US base in UK on alert as car attempts to ram checkpoint
The UK police have arrested a man after he tried to attack a Royal Air Force base used by the US military.
The unidentified man tried to ram his car into a checkpoint at the entrance of RAF Mildenhall airbase in Suffolk, eastern England, but was stopped after the American personnel opened fire on him.
Suffolk police said they had arrested the man with “cuts and bruises.” No other people were injured.
Authorities said they were treating the incident as trespassing and not terrorism. However, there was “no obvious motive at this stage,” according to Superintendent Kim Warner, from Suffolk Police.
“Shots were fired by US security, I don’t know how many, but I do know that shots were fired,” Warner said.
Earlier, police had described the incident at the base as a “significant incident.” The base was temporarily locked down.
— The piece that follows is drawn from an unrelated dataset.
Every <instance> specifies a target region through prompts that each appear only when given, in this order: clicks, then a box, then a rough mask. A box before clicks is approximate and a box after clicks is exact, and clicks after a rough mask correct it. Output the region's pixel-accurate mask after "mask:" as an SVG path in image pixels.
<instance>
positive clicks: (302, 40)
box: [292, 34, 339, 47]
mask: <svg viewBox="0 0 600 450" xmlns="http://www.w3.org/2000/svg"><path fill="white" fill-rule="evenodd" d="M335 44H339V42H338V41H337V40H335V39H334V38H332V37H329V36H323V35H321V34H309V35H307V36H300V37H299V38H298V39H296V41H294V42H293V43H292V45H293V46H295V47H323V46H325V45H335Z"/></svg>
“The base was locked down and emergency personnel are responding to the situation,” RAF Mildenhall said in a statement that was issued immediately after the incident.
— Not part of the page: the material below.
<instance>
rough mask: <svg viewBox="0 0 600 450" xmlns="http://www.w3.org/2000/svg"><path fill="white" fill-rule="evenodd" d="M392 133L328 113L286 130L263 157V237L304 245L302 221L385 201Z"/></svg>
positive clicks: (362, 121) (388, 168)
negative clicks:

“Additional details will be provided as they become available. Individuals in the area surrounding the installation are asked to avoid the base at this time,” it added. “We ask that individuals avoid posting messages on social media regarding the incident.”
Guarded by the UK Ministry of Defense police and armed US military personnel, RAF Mildenhall is home to about 3,200 American military personnel. The base also has between 400 and 500 UK civilian staff working there.
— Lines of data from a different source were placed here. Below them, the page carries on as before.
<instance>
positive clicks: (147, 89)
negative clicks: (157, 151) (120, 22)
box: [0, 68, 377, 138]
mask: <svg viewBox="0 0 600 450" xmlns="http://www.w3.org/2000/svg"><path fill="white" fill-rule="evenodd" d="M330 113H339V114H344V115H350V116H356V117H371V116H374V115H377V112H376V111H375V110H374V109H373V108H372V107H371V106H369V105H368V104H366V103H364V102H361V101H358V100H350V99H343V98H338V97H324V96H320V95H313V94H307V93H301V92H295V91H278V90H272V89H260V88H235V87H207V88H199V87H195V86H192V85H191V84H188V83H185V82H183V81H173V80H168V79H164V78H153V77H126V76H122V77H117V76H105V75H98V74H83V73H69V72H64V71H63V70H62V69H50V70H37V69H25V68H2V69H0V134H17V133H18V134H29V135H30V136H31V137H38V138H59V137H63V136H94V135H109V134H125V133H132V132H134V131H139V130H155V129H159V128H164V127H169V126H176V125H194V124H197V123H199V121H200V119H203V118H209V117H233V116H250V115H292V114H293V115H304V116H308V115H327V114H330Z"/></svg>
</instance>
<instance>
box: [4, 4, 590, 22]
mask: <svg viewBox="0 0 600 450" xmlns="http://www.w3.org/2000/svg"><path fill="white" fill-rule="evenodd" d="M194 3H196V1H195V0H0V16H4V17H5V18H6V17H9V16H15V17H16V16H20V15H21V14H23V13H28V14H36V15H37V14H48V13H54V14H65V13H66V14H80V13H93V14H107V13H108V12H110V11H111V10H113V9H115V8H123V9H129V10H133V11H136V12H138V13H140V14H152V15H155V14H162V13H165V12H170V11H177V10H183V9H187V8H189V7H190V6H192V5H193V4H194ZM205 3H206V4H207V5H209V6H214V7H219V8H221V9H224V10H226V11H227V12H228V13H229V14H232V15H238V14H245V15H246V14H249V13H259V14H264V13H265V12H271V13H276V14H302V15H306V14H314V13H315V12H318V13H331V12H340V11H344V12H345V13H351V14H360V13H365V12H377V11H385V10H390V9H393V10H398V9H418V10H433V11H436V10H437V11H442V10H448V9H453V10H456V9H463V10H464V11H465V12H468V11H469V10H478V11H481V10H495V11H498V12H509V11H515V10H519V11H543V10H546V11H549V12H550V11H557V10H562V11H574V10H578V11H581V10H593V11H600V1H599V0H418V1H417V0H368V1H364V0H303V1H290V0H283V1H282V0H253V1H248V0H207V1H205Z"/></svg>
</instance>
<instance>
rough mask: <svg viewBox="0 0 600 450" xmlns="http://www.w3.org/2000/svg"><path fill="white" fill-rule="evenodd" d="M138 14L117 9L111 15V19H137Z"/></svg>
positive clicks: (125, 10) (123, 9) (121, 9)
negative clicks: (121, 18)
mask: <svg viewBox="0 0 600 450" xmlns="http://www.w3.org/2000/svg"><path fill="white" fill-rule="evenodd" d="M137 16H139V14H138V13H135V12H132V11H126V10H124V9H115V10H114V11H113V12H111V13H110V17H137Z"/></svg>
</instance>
The base serves as a transport hub for the US military and houses a fleet of refueling aircraft as well as a number of special operations forces.
The MoD had included the base among the 56 military sites that it wanted to close but the US Air Force said it was staying at the base until at least 2024, before relocating to another base in Germany.
The incident is likely to spark a serious conversation between the Pentagon and the UK MoD, because American military bases across Britain are governed by the Status of Forces Act, which requires special rules of engagement and certain protocols when it come to the discharge of firearms.